The bioinformatics database, StarBase v.2.0 (http://starbase.sysu.edu.cn/starbase2/), was used to decipher miRNA-target interactions. After determining that miR-145 contained a binding site of SNHG1, a luciferase reporter assay was used to confirm the interaction between miR-145 and SNHG1. The wild-type (WT) and mutant-type (MUT) of the SNHG1 sequence that contained the binding site for miR-145 were individually combined into the pGL3-luciferase basic reporter vector (Promega Corp.). The MUT sequence was obtained using a QuickMutation kit (Beyotime Institute of Biotechnology). The respective combined vectors were then co-transfected into hHCtASMCs with miR-145 mimics or mimics NC using Lipofectamine 3000 (Invitrogen; Thermo Fisher Scientific, Inc.). Changes in luciferase activity were analyzed by Dual Luciferase Reporter Assay System (Promega Corp.) and normalized to Renilla luciferase activity.

Statistical analysis

Values are expressed as the mean ± standard deviation and analyzed with SPSS 21.0 (IBM Corp.) and GraphPad 7.0 (GraphPad Software, Inc.). Differences between groups were analyzed with Student's t-test or one-way ANOVA with Tukey's multiple-comparison test. Pearson correlation analysis was used to analyze the correlation between the expression of SNHG1 and miR-145. Logistic regression analysis was used to analyze the correlation between SNHG1, miR-145 and the occurrence of restenosis. P<0.05 was considered to indicate a statistically significant difference.

Results

Expression of SNHG1 and miR-145 in patients with restenosis

The relative expression levels of SNHG1 and miR-145 in the serum of patients with and without restenosis was determined by RT-qPCR. The results revealed that the expression of SNHG1 was significantly upregulated (P<0.001; Fig. 1A), while that of miR-145 was downregulated (P<0.001; Fig. 1B) in the serum of patients with restenosis compared with the patients without restenosis. There was a significant negative correlation between the expression levels of SNHG1 and miR-145 in serum of patients with restenosis (r=-0.894; P<0.001; Fig. 1C).
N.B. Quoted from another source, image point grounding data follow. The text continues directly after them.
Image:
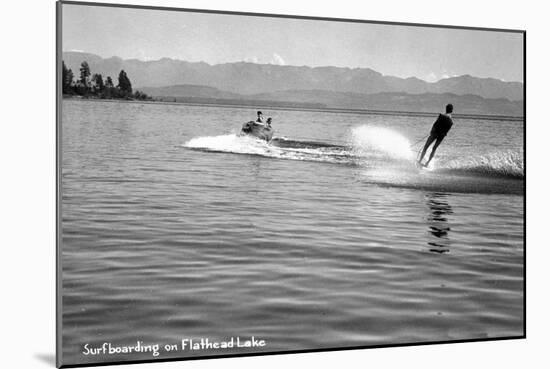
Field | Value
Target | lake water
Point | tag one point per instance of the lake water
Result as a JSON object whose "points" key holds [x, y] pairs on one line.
{"points": [[174, 227]]}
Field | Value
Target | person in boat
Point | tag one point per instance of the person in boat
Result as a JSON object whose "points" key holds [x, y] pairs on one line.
{"points": [[260, 117], [440, 128]]}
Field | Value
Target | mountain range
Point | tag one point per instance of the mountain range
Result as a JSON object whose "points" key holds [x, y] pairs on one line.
{"points": [[331, 86]]}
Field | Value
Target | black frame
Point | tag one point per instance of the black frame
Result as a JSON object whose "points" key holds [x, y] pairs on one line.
{"points": [[59, 51]]}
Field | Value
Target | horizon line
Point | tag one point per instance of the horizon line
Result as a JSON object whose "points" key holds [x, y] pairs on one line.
{"points": [[287, 65]]}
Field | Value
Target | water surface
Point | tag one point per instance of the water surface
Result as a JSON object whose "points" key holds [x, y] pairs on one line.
{"points": [[175, 227]]}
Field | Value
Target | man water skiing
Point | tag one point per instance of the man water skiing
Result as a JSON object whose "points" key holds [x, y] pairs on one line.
{"points": [[439, 130]]}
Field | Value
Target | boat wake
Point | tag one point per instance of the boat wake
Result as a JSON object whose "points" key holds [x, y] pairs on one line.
{"points": [[386, 157]]}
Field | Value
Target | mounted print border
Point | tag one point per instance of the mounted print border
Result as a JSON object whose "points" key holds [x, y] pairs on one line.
{"points": [[235, 184]]}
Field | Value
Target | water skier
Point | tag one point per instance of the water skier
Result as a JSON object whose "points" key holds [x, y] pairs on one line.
{"points": [[440, 128]]}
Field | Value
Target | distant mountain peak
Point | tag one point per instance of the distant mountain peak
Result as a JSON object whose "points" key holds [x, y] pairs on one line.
{"points": [[251, 78]]}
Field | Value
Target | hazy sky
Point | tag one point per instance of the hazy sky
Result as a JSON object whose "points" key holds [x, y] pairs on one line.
{"points": [[423, 52]]}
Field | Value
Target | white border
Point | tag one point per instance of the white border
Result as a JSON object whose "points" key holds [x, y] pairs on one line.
{"points": [[28, 181]]}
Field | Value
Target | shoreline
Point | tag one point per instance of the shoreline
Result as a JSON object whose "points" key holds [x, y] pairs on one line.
{"points": [[309, 109]]}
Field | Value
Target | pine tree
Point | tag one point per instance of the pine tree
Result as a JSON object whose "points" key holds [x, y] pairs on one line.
{"points": [[97, 80], [67, 79], [124, 84]]}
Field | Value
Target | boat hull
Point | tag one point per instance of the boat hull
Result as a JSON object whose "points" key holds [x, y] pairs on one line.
{"points": [[257, 130]]}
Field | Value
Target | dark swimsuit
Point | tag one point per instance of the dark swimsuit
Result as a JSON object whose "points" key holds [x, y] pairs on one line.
{"points": [[441, 126]]}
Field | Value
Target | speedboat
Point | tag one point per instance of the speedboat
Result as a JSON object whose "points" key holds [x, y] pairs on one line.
{"points": [[258, 130]]}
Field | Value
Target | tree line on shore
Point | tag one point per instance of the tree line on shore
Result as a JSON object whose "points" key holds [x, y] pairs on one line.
{"points": [[93, 85]]}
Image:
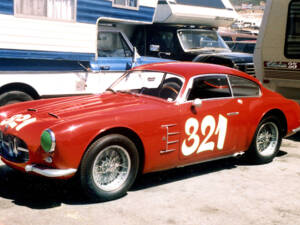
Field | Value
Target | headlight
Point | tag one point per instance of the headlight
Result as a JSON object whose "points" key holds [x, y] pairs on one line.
{"points": [[48, 140]]}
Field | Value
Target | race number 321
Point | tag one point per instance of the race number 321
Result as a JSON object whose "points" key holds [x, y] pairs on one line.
{"points": [[208, 129]]}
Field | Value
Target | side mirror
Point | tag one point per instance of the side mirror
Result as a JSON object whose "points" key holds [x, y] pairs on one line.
{"points": [[134, 55], [197, 102]]}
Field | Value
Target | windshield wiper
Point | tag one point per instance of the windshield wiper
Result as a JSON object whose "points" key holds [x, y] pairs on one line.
{"points": [[125, 92]]}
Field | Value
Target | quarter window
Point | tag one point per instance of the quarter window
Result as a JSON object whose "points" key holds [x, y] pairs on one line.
{"points": [[242, 87], [53, 9], [209, 87], [292, 41], [126, 3]]}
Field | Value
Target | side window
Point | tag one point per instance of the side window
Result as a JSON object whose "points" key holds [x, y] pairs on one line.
{"points": [[242, 87], [292, 39], [126, 3], [52, 9], [112, 44], [161, 41], [207, 87]]}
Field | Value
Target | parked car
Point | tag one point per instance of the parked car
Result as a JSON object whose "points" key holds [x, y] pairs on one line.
{"points": [[155, 117], [188, 43], [231, 37], [244, 46]]}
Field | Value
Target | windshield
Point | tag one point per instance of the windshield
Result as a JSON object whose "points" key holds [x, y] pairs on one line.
{"points": [[193, 39], [157, 84]]}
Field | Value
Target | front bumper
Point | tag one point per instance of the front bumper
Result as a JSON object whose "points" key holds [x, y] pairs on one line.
{"points": [[50, 172]]}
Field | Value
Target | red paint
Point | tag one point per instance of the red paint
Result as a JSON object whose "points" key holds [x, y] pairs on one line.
{"points": [[82, 119]]}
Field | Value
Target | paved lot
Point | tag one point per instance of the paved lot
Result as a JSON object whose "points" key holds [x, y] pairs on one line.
{"points": [[220, 192]]}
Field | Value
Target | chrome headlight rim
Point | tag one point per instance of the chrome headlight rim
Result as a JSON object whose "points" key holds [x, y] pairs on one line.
{"points": [[52, 140]]}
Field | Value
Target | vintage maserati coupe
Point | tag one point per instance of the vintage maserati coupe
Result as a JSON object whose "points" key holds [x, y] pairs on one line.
{"points": [[155, 117]]}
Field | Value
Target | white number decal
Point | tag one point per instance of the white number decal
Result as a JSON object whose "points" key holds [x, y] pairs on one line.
{"points": [[210, 122], [19, 121], [191, 129], [221, 131], [193, 124]]}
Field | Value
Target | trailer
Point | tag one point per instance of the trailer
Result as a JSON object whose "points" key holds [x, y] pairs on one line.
{"points": [[187, 30], [51, 48], [277, 52]]}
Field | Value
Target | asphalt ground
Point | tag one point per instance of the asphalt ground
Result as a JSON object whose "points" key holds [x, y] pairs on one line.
{"points": [[219, 192]]}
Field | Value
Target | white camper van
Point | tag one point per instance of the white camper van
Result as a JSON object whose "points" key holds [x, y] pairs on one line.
{"points": [[277, 53], [66, 47]]}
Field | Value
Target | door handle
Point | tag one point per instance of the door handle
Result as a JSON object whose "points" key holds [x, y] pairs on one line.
{"points": [[233, 114], [104, 67]]}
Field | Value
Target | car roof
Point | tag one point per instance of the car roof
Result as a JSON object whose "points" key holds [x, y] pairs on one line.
{"points": [[190, 69]]}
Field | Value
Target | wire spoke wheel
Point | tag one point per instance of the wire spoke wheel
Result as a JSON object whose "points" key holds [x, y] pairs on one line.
{"points": [[267, 139], [111, 168]]}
Figure 1 Expression of SNHG1 and miR-145 in patients with restenosis. (A) The expression of SNGH1 was higher in patients with restenosis than that in patients without restenosis. (B) miR-145 levels were lower in patients with restenosis. (C) Serum SNHG1 and miR-145 levels were significantly negatively correlated in patients with restenosis. ***P<0.001 vs. non-restenosis group. miR, microRNA; SNHG1, small nucleolar RNA host gene 1.

Association of SNHG1 and miR-145 with restenosis

The clinical data of all patients, including age, sex, BMI, smoking and drinking status, hypertension, hyperlipidemia, TC, TG, HDL-C, LDL-C and the expression levels of SNHG1 and miR-145 were included in the univariate and multivariate logistic regression analysis. The continuous data, including age, TC, TG, HDL-C, LDL-C, SNHG1 and miR-145, were classified based on median value, and 24 kg/m2 was used as a threshold for BMI. The results indicated that SNHG1 (P=0.008), miR-145 (P=0.002), diabetes (P=0.049), TC (P=0.044) and LDL-C (P=0.032) were independently associated with the occurrence of restenosis and are thus potential risk factors for the occurrence of restenosis in patients following CAS (Table II).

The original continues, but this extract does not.